Jornal da Unicamp – Qual a crítica que se faz atualmente à política prisional no país?

Foto: Reprodução
A socióloga Eli Narciso da Silva Torres, coordenadora do
Observatórioda Violência e Sistema Prisional: “A privação
da liberdade,do ponto de vista jurídico, deveria consistir em
um instrumentode exceção penal, não a regra”

Eli Torres – A ausência de responsabilidade social com a questão penitenciária possibilitou o alargamento da invisibilidade das condições de encarceramento em curso, além de potencializar conflitos e a expansão do crime organizado dentro e fora das prisões ao longo das últimas décadas. No ranking oficial de aprisionamentos, o Brasil possuía, em 2014, 622. 202 mil pessoas presas, ou seja, a quarta maior população de custodiados do mundo, superado apenas por Estados Unidos, China e Rússia. 

Esse super-encarceramento corresponde a 301 indivíduos presos para cada grupo de 100 mil habitantes. Num comparativo mais ampliado dos últimos 20 anos, pode-se afirmar que o número de presos cresceu a uma taxa média de 8,1% ao ano, na contramão do crescimento da população brasileira que, nesse período, foi em média de 1,2% ao ano.
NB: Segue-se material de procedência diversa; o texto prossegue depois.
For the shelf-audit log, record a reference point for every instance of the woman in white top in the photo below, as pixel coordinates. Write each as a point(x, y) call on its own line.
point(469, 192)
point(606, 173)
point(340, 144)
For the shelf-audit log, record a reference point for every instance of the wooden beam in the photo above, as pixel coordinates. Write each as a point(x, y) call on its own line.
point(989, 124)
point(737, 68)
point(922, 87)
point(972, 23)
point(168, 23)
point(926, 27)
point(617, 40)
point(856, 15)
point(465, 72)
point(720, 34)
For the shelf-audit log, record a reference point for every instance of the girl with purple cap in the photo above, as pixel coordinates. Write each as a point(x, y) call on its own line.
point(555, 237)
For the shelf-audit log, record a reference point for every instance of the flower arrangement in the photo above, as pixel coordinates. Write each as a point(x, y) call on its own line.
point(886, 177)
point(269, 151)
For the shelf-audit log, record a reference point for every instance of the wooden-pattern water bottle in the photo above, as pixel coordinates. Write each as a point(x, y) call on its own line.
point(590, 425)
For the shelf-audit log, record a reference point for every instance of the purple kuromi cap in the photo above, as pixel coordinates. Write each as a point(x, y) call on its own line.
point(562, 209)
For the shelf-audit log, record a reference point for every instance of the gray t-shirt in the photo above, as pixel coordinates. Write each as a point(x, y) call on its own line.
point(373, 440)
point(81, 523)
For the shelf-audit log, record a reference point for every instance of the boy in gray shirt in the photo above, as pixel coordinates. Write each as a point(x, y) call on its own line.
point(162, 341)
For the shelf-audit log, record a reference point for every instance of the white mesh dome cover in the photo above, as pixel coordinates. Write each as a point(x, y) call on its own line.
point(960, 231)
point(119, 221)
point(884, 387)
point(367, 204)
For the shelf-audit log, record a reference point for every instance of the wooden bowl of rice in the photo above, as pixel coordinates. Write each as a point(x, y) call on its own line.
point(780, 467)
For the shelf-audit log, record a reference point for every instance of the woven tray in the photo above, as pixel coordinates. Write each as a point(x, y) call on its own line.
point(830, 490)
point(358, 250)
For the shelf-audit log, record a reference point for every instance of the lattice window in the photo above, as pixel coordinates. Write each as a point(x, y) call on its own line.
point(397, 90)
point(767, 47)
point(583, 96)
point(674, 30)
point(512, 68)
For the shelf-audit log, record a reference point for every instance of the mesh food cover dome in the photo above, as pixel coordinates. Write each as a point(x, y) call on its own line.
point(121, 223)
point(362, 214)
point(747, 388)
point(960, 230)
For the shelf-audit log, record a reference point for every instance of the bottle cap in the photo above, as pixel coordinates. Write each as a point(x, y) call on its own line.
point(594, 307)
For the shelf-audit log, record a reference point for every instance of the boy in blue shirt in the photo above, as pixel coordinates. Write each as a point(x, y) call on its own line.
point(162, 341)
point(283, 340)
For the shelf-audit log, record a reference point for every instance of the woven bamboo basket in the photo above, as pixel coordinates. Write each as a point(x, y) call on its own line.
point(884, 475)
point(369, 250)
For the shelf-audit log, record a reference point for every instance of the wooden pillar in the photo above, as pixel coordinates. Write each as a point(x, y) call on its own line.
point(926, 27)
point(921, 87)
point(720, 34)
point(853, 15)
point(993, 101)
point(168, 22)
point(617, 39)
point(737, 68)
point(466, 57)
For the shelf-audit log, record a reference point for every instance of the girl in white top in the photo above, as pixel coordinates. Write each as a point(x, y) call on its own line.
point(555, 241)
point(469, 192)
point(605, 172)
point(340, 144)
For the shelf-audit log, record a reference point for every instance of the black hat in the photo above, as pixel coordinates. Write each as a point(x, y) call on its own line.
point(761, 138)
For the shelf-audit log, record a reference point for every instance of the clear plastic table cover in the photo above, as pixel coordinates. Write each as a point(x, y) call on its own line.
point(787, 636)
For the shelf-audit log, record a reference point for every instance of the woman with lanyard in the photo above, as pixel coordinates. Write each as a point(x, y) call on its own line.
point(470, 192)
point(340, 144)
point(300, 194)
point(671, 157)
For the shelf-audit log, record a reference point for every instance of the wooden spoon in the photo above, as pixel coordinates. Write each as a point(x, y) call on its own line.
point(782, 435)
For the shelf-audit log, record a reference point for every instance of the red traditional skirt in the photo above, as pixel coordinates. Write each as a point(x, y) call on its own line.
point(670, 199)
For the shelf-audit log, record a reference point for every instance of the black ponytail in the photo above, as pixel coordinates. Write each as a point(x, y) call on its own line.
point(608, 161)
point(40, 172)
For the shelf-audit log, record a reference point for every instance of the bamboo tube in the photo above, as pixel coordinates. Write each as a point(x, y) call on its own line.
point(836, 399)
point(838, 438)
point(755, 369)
Apesar do crescimento, os investimentos em infraestrutura, em assistências aos custodiados como prevê a Lei de Execução Penal ou contratação de servidores penitenciários, não acompanharam a elevação destes índices. Tudo isso associado à superlotação carcerária, em confinamentos insalubres, favoreceu, sobremaneira, a elevação do número de homicídios relacionados a rebeliões e, em especial, para o surgimento, fortalecimento e manutenção do crime organizado dentro das prisões, representados, sobretudo, pelo Primeiro Comando da Capital (PCC) e Comando Vermelho (CV).

Então, com certeza, é mito afirmar que o Brasil é o país da impunidade. Prende-se muito, em especial, por duas motivações distintas. Primeiro, porque o Código Penal assevera a punição para crimes contra o patrimônio, como furto, roubo e, também, ao tráfico de drogas. Segundo, essas prisões são efetivadas por meio do uso excessivo de prisões preventivas; por exemplo, o país prendeu provisoriamente, em média, 36,% dos 622.202 mil presos, o que significa afirmar que 225.000 pessoas estão reclusas sem julgamento. Assim, entendo que a prisão preventiva trata-se de um dispositivo jurídico, chave, intimamente relacionado ao encarceramento em curso.  

Esse excesso de aplicação da medida cautelar para a manutenção das prisões no Brasil contraria, inclusive, a própria legislação, quando diz que “a prisão preventiva será determinada quando não for cabível a sua substituição por outra medida cautelar”. Ou seja, a privação da liberdade, do ponto de vista jurídico, deveria consistir em um instrumento de exceção penal, não a regra. Com isso, não significa que o judiciário deveria soltar os acusados de violação à ordem social, mas, sim, buscar meios mais inteligentes de resolver os conflitos sociais como, por exemplo, a aplicação de medidas alternativas à prisão (uso de tornozeleira) ou justiça restaurativa que obrigaria, em tese, o indivíduo a restituir o bem violado.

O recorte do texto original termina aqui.